According to the present invention, since the lift pins [0037] 32 have a shape of a reverse cone, not a stick, to be closely contacted to the substrate support plate 36, the temperatures and the potentials are equal between the substrate support plate 36 and the each of the lift pins 32. Therefore, it is advantageous that any specks are not generated on the substrate 40, and film-formation and etching can be uniformly made.
In addition, since the upper plane of each of the lift pins according to the present invention has a large area, the lift pins can support a large area of the substrate. Accordingly, it is advantageous that there is no need of increasing the number of the lift pins even in the large-area substrate. [0038]
In addition, since the lift pins according to the present invention are completely inserted into the though-holes formed on the substrate support plate, it is advantageous that the lift pins are not contaminated. [0039]
In addition, since the lift pins according to the present invention are suitable to support the central portion of the large-area substrate, it is advantageous that the central portion of the large-area substrate is not bent. [0040]
Although the foregoing description has been made with reference to the preferred embodiments, it is to be understood that changes and modifications of the present invention may be made by the ordinary skilled in the art without departing from the spirit and scope of the present invention and appended claims. [0041]

Claims

What is claimed is:

1. A substrate support member of an FPD manufacturing apparatus, comprising:

a substrate support plate on which a glass substrate is horizontally put, the substrate support plate having a plurality of vertical through-holes, each of the vertical though-holes having an upper distal portion of a shape of a reverse cone; and

a plurality of lift pins being inserted into the respective vertical though-holes, the lift pins being moved up and down so that the substrate 40 is raised from the substrate support plate or put down on the substrate support plate, each of the lift pins having an upper distal portion of a shape of a reverse cone to comply with the upper distal portion of the corresponding vertical through-hole.

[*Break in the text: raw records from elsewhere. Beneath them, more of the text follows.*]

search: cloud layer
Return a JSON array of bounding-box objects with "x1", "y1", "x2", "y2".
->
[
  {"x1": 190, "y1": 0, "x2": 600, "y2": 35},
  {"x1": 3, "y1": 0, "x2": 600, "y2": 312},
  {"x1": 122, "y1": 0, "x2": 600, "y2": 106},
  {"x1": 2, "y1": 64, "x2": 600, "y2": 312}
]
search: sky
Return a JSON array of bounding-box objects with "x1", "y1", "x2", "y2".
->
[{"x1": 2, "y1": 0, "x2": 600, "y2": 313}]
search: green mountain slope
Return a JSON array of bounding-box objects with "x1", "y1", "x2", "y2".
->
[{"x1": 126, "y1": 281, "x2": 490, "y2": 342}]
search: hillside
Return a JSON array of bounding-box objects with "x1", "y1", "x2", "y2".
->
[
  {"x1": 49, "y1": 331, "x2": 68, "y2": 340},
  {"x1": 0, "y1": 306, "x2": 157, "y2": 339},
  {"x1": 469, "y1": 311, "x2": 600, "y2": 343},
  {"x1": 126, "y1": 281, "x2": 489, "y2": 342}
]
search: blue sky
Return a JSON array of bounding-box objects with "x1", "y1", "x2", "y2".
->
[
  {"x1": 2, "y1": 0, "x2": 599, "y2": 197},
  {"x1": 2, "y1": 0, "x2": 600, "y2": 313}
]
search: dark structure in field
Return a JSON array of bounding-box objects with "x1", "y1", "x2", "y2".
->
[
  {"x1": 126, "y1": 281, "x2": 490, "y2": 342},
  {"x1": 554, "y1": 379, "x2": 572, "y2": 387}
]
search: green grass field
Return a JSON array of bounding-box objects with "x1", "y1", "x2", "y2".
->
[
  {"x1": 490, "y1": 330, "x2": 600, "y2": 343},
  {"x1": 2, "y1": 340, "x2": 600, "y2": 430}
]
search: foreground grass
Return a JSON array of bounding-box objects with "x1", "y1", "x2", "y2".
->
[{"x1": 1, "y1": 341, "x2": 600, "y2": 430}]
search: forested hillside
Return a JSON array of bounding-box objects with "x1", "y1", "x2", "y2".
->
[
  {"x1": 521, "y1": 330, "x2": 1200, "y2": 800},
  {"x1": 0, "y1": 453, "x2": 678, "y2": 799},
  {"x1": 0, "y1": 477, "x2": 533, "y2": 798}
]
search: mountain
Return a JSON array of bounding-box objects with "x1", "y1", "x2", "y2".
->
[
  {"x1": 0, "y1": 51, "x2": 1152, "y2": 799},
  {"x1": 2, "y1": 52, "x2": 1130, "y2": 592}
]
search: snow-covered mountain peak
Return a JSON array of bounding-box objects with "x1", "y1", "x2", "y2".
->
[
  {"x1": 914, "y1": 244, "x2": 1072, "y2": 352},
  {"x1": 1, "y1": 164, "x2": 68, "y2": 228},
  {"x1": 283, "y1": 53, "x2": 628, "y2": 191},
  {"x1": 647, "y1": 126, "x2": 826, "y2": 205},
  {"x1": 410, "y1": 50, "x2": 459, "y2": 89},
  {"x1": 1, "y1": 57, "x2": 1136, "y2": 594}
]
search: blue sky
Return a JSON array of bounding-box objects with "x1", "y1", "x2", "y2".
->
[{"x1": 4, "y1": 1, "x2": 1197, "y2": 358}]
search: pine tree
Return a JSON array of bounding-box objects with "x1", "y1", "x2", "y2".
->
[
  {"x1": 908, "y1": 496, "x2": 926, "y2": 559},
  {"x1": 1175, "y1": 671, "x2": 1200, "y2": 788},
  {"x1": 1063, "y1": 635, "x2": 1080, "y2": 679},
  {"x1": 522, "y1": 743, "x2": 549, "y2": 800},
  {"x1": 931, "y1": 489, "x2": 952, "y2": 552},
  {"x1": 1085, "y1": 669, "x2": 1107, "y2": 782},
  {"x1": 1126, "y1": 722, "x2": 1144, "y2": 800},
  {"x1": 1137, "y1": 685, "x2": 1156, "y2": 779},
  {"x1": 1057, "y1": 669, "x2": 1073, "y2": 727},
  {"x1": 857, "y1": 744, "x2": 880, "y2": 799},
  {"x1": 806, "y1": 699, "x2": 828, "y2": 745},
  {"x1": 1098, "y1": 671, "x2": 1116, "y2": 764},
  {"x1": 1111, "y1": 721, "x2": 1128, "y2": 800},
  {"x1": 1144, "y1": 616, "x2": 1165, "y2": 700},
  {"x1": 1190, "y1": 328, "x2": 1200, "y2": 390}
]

2. The substrate support member of an FPD manufacturing apparatus according to claim 1, wherein the lift pins are made up of a material which is the same as that of the substrate support plate.

3. The substrate support member of an FPD manufacturing apparatus according to claim 1, wherein the lift pins and the substrate support plate are made up of a metal.

4. The substrate support member of an FPD manufacturing apparatus according to claim 1, wherein the lift pins are electrically connected to the substrate support plate.

5. The substrate support member of an FPD manufacturing apparatus according to claim 4, wherein the lift pins are electrically connected to the substrate support plate by additional connection lines.

6. The substrate support member of an FPD manufacturing apparatus according to claim 4, wherein the lift pins are electrically connected to the substrate support plate by removing some portion of an insulating material provided on an exterior of the substrate support plate.

7. The substrate support member of an FPD manufacturing apparatus according to claim 1, wherein the lift pins are disposed to support a central portion of the substrate.